Le Tribunal Administratif de Pau a examiné les requêtes de Mme F, fonctionnaire, contestant le refus de reconnaître l'imputabilité au service de son congé de maladie du 16 septembre 2020 au 15 septembre 2021. La requérante soutenait que les décisions du préfet de la zone de défense et de sécurité Sud-Ouest étaient insuffisamment motivées, entachées d'incompétence négative et d'une erreur d'appréciation au regard de l'article 21 bis de la loi du 13 juillet 1983. Le tribunal a rejeté l'ensemble des demandes, jugeant que les moyens soulevés n'étaient pas fondés et que la procédure suivie, notamment la saisine du comité médical interdépartemental, était régulière. La solution retenue est le rejet des requêtes, sans application des dispositions de l'article L. 761-1 du code de justice administrative.

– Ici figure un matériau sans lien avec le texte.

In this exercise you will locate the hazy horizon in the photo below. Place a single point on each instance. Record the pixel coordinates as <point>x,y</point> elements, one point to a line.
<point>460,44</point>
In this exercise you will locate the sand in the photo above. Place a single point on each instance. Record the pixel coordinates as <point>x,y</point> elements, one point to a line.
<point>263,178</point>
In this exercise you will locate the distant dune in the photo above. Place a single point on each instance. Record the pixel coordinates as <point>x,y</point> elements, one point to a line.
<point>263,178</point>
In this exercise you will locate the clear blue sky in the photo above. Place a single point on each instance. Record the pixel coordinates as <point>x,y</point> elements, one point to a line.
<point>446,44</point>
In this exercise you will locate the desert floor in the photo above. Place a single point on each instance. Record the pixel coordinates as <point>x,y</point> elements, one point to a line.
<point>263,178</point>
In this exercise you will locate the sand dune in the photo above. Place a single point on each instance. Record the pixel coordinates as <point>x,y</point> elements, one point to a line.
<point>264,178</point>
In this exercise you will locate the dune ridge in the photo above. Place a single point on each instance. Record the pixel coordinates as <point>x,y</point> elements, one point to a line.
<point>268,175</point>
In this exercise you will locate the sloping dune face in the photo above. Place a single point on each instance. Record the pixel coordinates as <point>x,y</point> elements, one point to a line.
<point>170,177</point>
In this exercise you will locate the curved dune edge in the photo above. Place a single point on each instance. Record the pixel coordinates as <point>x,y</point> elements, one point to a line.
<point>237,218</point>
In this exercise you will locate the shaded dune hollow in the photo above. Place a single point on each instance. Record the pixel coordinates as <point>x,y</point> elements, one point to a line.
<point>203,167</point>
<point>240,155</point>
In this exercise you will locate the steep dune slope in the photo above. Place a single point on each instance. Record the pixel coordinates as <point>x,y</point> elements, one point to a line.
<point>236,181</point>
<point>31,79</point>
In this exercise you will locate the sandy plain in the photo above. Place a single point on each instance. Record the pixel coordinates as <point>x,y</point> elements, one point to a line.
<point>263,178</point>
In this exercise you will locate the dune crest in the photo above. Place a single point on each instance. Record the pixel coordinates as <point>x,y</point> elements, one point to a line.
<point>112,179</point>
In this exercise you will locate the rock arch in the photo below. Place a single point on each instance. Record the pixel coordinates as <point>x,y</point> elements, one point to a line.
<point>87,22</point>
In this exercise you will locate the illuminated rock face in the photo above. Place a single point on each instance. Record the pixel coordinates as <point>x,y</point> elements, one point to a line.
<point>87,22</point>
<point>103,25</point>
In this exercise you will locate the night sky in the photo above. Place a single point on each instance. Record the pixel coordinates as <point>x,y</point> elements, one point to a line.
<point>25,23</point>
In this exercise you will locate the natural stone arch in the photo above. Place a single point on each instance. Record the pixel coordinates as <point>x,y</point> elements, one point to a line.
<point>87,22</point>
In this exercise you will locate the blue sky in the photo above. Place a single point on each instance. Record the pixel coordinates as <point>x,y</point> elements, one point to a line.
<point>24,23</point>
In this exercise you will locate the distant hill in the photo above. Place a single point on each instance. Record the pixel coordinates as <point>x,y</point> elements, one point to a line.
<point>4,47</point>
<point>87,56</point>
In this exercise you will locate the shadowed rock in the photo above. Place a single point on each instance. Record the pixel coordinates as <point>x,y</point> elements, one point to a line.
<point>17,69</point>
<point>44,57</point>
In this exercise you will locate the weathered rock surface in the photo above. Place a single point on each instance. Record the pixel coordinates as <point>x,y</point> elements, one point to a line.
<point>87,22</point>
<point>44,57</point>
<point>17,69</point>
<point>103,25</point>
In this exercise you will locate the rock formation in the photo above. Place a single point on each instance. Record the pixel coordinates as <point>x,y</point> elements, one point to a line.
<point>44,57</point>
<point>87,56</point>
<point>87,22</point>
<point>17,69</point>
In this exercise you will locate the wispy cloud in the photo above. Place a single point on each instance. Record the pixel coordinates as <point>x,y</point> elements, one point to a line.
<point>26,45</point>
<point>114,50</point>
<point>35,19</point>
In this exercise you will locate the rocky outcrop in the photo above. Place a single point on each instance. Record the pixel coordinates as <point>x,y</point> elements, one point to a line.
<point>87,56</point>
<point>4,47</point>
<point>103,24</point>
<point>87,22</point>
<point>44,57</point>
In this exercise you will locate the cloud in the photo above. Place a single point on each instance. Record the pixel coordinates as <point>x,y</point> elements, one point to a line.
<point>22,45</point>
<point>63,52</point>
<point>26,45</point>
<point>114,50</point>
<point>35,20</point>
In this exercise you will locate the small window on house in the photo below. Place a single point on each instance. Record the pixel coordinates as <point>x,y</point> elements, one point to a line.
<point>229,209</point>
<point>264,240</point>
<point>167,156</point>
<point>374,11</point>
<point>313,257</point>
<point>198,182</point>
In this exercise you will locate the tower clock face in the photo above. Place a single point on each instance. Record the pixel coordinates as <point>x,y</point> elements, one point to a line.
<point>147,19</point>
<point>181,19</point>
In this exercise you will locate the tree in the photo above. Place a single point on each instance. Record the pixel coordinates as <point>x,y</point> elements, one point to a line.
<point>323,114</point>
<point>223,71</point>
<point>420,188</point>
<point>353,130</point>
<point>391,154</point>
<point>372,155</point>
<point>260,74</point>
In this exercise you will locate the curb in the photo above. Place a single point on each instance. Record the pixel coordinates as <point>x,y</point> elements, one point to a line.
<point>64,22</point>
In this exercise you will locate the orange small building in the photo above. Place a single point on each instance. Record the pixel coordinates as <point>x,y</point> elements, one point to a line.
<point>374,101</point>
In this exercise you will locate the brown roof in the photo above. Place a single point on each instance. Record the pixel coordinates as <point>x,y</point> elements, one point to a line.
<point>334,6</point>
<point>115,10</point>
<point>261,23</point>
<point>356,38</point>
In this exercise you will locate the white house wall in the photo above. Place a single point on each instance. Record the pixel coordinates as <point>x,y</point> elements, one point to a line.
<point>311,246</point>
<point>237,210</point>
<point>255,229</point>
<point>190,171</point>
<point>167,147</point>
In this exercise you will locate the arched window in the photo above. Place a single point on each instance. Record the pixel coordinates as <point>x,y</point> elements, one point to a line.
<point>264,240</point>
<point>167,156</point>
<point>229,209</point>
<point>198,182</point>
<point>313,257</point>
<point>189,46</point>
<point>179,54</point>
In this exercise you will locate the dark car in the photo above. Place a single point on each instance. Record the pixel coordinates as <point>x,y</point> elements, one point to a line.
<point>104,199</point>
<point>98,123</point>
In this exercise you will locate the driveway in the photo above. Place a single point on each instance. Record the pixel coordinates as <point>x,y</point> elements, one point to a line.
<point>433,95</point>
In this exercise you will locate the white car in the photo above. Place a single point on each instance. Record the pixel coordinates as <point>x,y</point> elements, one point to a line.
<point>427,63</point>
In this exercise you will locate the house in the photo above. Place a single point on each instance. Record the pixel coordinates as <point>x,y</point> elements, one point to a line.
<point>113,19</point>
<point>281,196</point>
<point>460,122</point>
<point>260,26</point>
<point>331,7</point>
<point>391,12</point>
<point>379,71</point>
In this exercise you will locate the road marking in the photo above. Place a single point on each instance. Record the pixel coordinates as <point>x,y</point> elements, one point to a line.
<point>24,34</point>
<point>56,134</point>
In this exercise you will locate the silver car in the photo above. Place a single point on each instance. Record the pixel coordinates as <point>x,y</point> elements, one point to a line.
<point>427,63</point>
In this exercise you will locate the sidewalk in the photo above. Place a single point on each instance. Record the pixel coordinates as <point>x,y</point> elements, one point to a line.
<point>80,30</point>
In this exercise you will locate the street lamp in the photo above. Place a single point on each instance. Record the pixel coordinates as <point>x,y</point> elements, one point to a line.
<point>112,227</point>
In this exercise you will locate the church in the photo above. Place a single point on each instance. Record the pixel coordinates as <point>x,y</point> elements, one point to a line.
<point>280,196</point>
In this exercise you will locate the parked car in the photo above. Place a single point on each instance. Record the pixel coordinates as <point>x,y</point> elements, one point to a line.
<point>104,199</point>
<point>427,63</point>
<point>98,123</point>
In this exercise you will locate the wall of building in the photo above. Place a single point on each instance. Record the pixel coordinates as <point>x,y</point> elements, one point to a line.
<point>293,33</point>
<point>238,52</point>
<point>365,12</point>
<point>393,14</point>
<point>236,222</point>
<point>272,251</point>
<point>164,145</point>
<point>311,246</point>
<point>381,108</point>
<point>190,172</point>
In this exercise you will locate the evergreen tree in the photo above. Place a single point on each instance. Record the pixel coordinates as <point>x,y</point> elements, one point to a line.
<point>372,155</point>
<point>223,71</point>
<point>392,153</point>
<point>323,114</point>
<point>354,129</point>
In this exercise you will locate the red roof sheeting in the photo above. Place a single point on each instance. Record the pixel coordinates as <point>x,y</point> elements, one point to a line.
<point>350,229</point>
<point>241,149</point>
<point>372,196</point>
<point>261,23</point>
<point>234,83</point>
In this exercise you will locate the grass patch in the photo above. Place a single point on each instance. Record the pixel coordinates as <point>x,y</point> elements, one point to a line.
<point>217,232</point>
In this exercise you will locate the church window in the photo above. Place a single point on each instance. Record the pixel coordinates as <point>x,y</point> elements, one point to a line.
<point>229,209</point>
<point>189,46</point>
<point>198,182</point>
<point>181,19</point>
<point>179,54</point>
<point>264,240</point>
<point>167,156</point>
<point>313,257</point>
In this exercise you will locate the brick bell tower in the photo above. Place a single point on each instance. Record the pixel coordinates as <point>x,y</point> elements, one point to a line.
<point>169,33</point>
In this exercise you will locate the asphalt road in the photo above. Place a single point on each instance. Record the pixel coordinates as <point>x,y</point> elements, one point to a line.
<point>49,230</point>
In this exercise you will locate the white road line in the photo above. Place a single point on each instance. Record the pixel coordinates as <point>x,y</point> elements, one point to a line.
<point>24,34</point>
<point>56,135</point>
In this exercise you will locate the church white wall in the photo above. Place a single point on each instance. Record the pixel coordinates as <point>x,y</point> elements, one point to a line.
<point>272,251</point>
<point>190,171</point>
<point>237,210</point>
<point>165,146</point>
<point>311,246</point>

Le Tribunal Administratif de Pau a rejeté la requête de Mme B, brigadier-chef de police, qui contestait le refus du préfet de la zone de défense et de sécurité Sud-Ouest de reconnaître son congé de maladie du 5 au 14 juin 2019 comme imputable au service, en raison d'une rechute d'une pathologie déclarée en 2016. Le tribunal a d'abord écarté le moyen d'incompétence, la décision ayant été signée par une autorité bénéficiant d'une délégation régulière. Sur le fond, il a jugé que la rechute invoquée n'était pas établie, faute de lien direct avec le service, et a donc validé la décision administrative. La solution s'appuie sur l'article 21 bis de la loi n° 83-634 du 13 juillet 1983 et le décret n° 86-442 du 14 mars 1986.